‘Cultural heritage’ is the new catchphrase
As fans of Parliament TV will know, the House of Representatives has undertaken the first reading of two new bills this week; the Natural and Built Environment Bill (NBE) and the Spatial Planning Bill.
Both have been some time in the making and are set to replace the Resource Management Act 1991 (RMA) in the next year.
As is my custom when perusing legislation, a search within the bill for my key word ‘heritage’ reduces the scale of the reading required; I’ll leave it to others to search for their burning issue.
In the NBE, ‘heritage’ appears 249 times in 53 clauses.
According to the text, the NBE ‘shifts the focus of the current resource management system from managing adverse effects to promoting positive outcomes’.
That’s great, given that the implementation of the RMA in the heritage field has too often equated the management of adverse effects with mitigating the loss of heritage items by erecting signage and retaining vestigial building elements.

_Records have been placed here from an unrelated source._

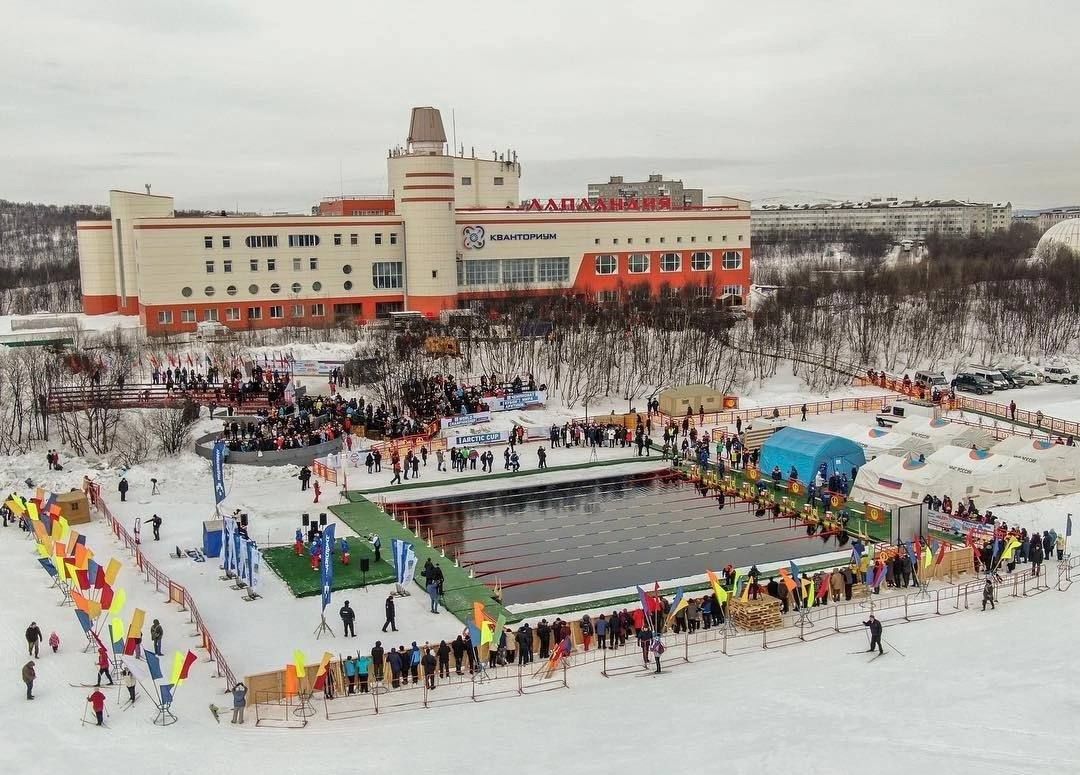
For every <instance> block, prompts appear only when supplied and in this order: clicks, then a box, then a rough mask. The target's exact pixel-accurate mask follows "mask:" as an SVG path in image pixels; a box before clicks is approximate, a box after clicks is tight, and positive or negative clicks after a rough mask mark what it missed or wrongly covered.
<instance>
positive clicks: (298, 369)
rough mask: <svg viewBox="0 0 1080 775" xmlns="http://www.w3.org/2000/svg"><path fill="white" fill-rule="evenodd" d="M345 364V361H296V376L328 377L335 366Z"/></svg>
mask: <svg viewBox="0 0 1080 775" xmlns="http://www.w3.org/2000/svg"><path fill="white" fill-rule="evenodd" d="M340 366H345V361H294V362H293V376H294V377H326V376H327V375H329V372H330V371H333V370H334V369H335V368H337V367H340Z"/></svg>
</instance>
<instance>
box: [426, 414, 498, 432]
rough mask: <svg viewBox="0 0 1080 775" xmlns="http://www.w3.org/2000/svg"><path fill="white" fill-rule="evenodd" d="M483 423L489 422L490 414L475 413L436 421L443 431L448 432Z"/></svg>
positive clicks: (447, 417) (447, 418)
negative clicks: (448, 430)
mask: <svg viewBox="0 0 1080 775" xmlns="http://www.w3.org/2000/svg"><path fill="white" fill-rule="evenodd" d="M484 422H491V412H489V411H477V412H473V413H472V414H458V416H456V417H444V418H442V419H441V420H440V421H438V424H440V426H442V429H443V430H444V431H448V430H450V429H453V427H468V426H469V425H478V424H481V423H484Z"/></svg>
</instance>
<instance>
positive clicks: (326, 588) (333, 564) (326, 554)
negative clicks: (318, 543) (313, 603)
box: [322, 524, 334, 611]
mask: <svg viewBox="0 0 1080 775" xmlns="http://www.w3.org/2000/svg"><path fill="white" fill-rule="evenodd" d="M322 583H323V611H325V610H326V607H327V606H329V604H330V587H332V586H334V525H333V524H330V525H327V526H326V529H325V530H323V565H322Z"/></svg>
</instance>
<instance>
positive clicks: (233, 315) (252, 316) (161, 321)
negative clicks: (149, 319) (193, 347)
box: [158, 302, 326, 325]
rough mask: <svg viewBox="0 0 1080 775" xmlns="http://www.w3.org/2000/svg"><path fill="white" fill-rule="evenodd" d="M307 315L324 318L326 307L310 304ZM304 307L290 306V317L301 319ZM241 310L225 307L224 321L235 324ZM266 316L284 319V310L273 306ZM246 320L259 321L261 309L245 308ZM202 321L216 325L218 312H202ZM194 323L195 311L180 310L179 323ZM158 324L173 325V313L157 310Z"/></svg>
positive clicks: (269, 310) (238, 316)
mask: <svg viewBox="0 0 1080 775" xmlns="http://www.w3.org/2000/svg"><path fill="white" fill-rule="evenodd" d="M308 310H309V311H308V315H309V316H310V317H325V316H326V307H325V304H323V303H322V302H318V303H314V304H310V305H309V307H308ZM303 311H305V305H303V304H293V305H292V310H291V312H292V316H293V317H303ZM240 312H241V308H239V307H227V308H225V319H226V321H230V322H237V321H239V319H240ZM267 315H268V316H269V317H270V318H271V319H281V318H284V317H285V308H284V305H283V304H273V305H271V307H269V308H267ZM247 319H249V321H261V319H262V308H261V307H248V308H247ZM203 321H208V322H212V323H218V322H219V321H220V317H219V316H218V311H217V310H216V309H213V310H203ZM194 322H195V311H194V310H180V323H194ZM158 323H159V324H161V325H170V324H172V323H173V311H172V310H159V311H158Z"/></svg>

Instead of outcomes management, the NBE provides principles for cultural heritage offsetting.
‘Cultural heritage’ is the new term that replaces the RMA’s ‘historic heritage’; the definition remains the same for both with the addition, finally, of ‘cultural landscapes’.
According to Schedule 5 of the NBE, a ‘cultural heritage’ offset is a commitment to redress any more than minor residual adverse effects and should be contemplated only after steps to avoid, minimise, and remedy adverse effects are demonstrated to have been sequentially exhausted’.
The goal apparently is to achieve a ‘net enhancement’ of cultural heritage values and the bill states that cultural heritage offsetting is not appropriate if ‘cultural heritage values are adversely affected so that they will be permanently lost’.
In the same schedule ‘cultural heritage redress’ is also provided for.
This will involve compensation, including financial, but is not considered appropriate where, for example, ‘the affected cultural heritage is irreplaceable or vulnerable’.
Underpinning these new provisions, which are much more explicit about the desired outcomes for historic heritage than in the RMA, is ‘system outcome’ (g) ‘the conservation of cultural heritage’.
Putting to one side who thought up the phrase ‘system outcome’, what is interesting about the purpose of the NBE is that ‘conservation’ has supplanted ‘protection’ as the key word for cultural heritage resources.
I had to reach for my dictionary to get my head around the change and I’m a bit conflicted as to whether the new terminology will lead to better outcomes.
On the one hand ‘conservation’ is aligned with the ICOMOS Charter, the guiding document for heritage professionals around the world, and the base meaning of the word is to ‘protect something, especially an environmentally or culturally important place or thing, from harm or destruction’.
On the other, ‘protection’ is carried over from the RMA for ecological resources and means to ‘keep safe from harm or injury’.
For my money I’d prefer the NBE kept protection of cultural heritage on the same linguistic level as protection of natural heritage, especially when cultural heritage conservation now follows land supply and housing provision in the system outcomes layout.
I’d also note here that the NBE itself refers to protection of cultural heritage when it comes to rules that have immediate legal effect, which is the case now as many owners affected by Hamilton City Council’s Plan Change 9 have just discovered.
One last aspect of the NBE that is of immediate interest, is the development of a new category of ‘specified cultural heritage’.
This comprises Category 1 Heritage New Zealand Pouhere Taonga historic places, National Historic Landmarks, which are determined by HNZPT, and ‘wā hi tapu, wā hi tapu area, or wā hi tū puna for which there is an application notified but not determined’ by HNZPT.
This rightly, some might say, privileges the national oversight of our heritage afforded by Heritage NZPT.
But the NBE also sets out ‘less stringent management of any particular adverse effect other than one on significant biodiversity areas or specified cultural heritage’ thus apparently creating a twotier system that appears blind to the fact that the HNZPT list is not a definitive survey of all the most significant heritage resources in the country.
Historically HNZPT has been very reluctant to list buildings, sites and structures where there is opposition from the owner and has also relied on city and district councils to undertake identification and assessment of heritage resources.
In Hamilton for example, there are just seven Category 1 HNZPT list entries and the most recent listing was in 1998; that’s 24 years ago people.
As for the Spatial Planning Bill, I haven’t had a chance to look at it yet and so more on that anon.
Postscript: So that I can ensure my safe entry to Oamaru next time I’m in the Mainland, I must correct last week’s fundamental error.
Oamaru stone is a limestone, not a sandstone, and I was especially annoyed after I realised my mistake because it is quarried at Parkside, Weston, which was developed by my grandmother’s family over a century ago.